Terör saldırısı,

Yitirdiğimiz insanlar,

Şehit cenazeleri,

Her gün bir üzücü haber alıyoruz.

Ulus olarak acımız katlanarak büyüyor.

Her şeyin karmakarışık ve sorunlu olduğu böylesi bir ortamda yine can yakıcı bir çevre mücadelesi gündemi ile karşı karşıyayız.

Ağaç kesmekten vazgeçmeyen “güçlerle” bu kez Artvin Cerattepe’de bir savaş yaşanıyor.

Savaş demek yanlış olmaz.

Çünkü, çevreyi korumak için demokratik hakkını kullanarak tepki gösterenlere karşı, biber gazı, toma, dayak, gözaltı özetle şiddetin her türlüsü uygulanıyor.

Oysa ki, Anayasanın 169. Maddesi, “Ormanlara zarar verebilecek hiç bir faaliyet ve eyleme müsaade edilemez” diyor.

Dinleyen kim?

Anayasa, hukuk kimin umurunda?

Verilen hukuk mücadelesinin, ÇED raporlarının hiç bir güvencesi yok.

Son çıkan yürütmeyi durdurma kararını da bu nedenle avukatlar kuşkuyla karşılıyor.

Bütün bu çevreyi koruma çabasında,

Yeşil Artvin Derneği ülkeye örnek olacak önemli bir mücadele veriyor.

Devletin resmi güçlerine karşı, ağacını, suyunu, havasını, çiçeğini, toprağını koruma kararlılığını ortaya koyuyor.

Rant için doğanın yok edilmesine karşı duruyor.

Örgütlü bir çaba desteğinde Artvin halkı günlerdir yeşil nöbeti tutuyor.

Doğayı yok ederek fiili durum yaratan şirkete karşı dik duruşunu sürdürüyor.

Diğer yandan, iktidarın çevreciliği ise ne yazık ki kamu spotlarındaki “Doğayı ve çevreyi koruma” sloganının ötesine geçemiyor.

İktidar kanadından, ağaç kesilmesine karşı çıkan duyarlı insanlara yönelik olarak her zaman olduğu gibi “kamu düzenini korumak” gerekçesi sunuluyor.

Bu anlayışa göre, yeşili katlederek anayasa suçu işleyenler değil, “Çocuklarımıza güzel bir doğa bırakalım, ormanları yok etmeyelim” diyenler kamu düzenini bozuyor.

Bir de kesilen ağaçların yerine “misli ile yeni ağaç dikme” savunması var ki bu durum karşısında da herhalde acı bir şekilde iç çekmek gerekli.

Yüzyıllar içinde büyümüş ağaçları kes, yerine misliyle ne zaman nasıl büyüyeceği belli olmayan çubuk dik.

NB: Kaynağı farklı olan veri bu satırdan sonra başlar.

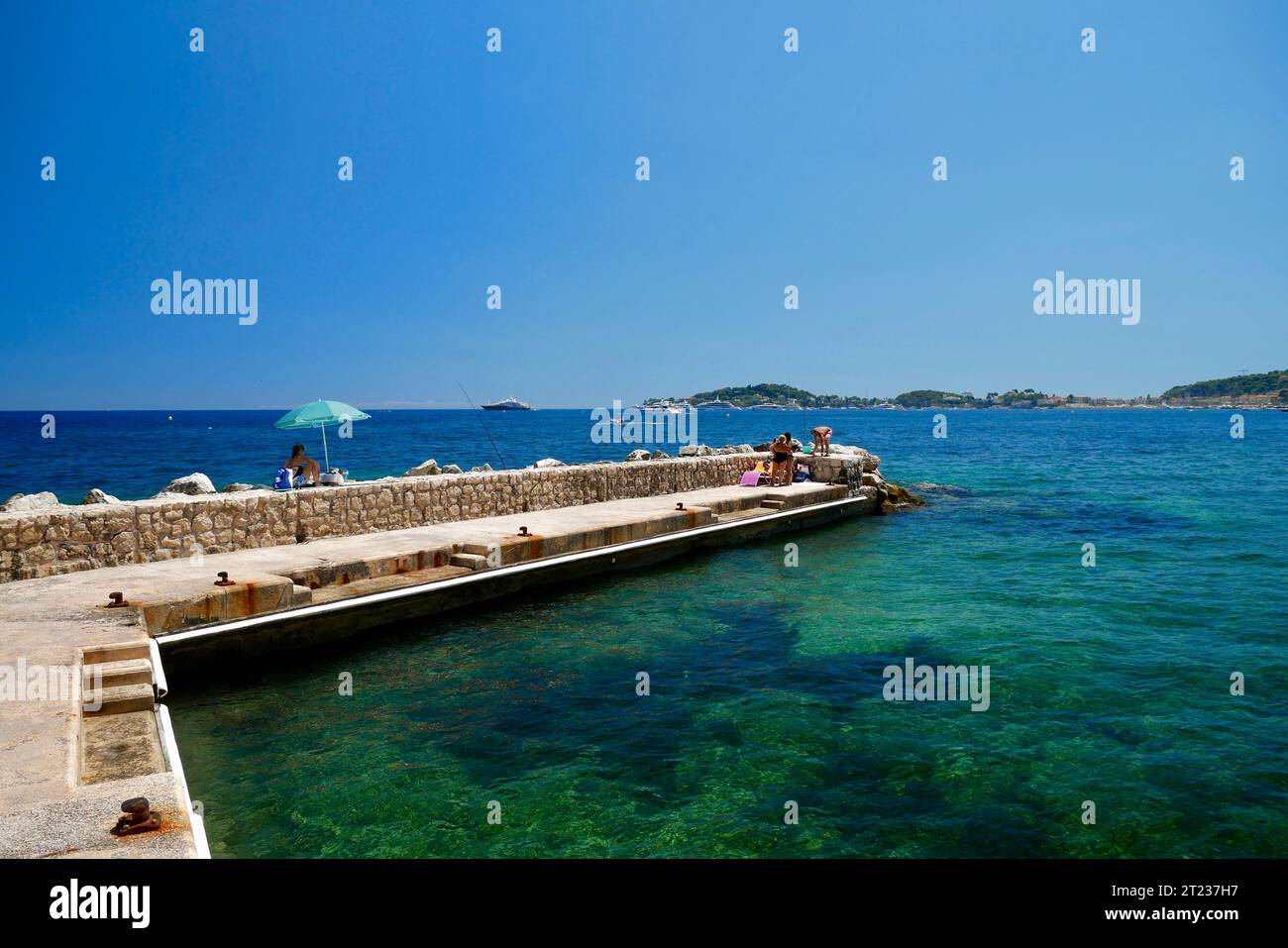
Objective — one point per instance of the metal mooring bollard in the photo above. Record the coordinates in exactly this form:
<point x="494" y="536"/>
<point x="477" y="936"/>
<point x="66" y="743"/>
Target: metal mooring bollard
<point x="138" y="818"/>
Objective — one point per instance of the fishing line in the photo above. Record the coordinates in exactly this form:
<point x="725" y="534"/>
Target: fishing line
<point x="482" y="425"/>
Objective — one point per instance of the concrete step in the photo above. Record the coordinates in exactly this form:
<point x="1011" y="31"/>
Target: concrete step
<point x="745" y="514"/>
<point x="380" y="583"/>
<point x="121" y="699"/>
<point x="130" y="672"/>
<point x="97" y="655"/>
<point x="116" y="747"/>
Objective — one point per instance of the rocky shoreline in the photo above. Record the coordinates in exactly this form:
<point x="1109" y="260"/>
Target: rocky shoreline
<point x="40" y="537"/>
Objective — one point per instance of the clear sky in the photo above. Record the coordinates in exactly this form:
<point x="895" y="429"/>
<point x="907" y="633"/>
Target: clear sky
<point x="518" y="168"/>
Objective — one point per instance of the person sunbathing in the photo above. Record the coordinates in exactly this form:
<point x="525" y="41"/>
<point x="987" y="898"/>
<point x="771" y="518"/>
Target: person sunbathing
<point x="304" y="469"/>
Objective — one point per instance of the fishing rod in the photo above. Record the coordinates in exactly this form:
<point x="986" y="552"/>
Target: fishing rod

Çevreyle, doğayla ilgilenenlerin çok iyi bildiği ve gerçekleri yansıtmayan bir ifade olduğu çok açık.

Gerçekler ortada.

Mücadele elbette ki sürecek.

Geleceği için uğraş veren Artvin halkı yalnız değil, arkasında ülke çapında büyük bir destek var.

Tekrar edelim.

Artvinliler gerçeği ve geleceği gayet iyi görüyor.

Artvinliler aslında devlettin yapması gerekeni yapıyor.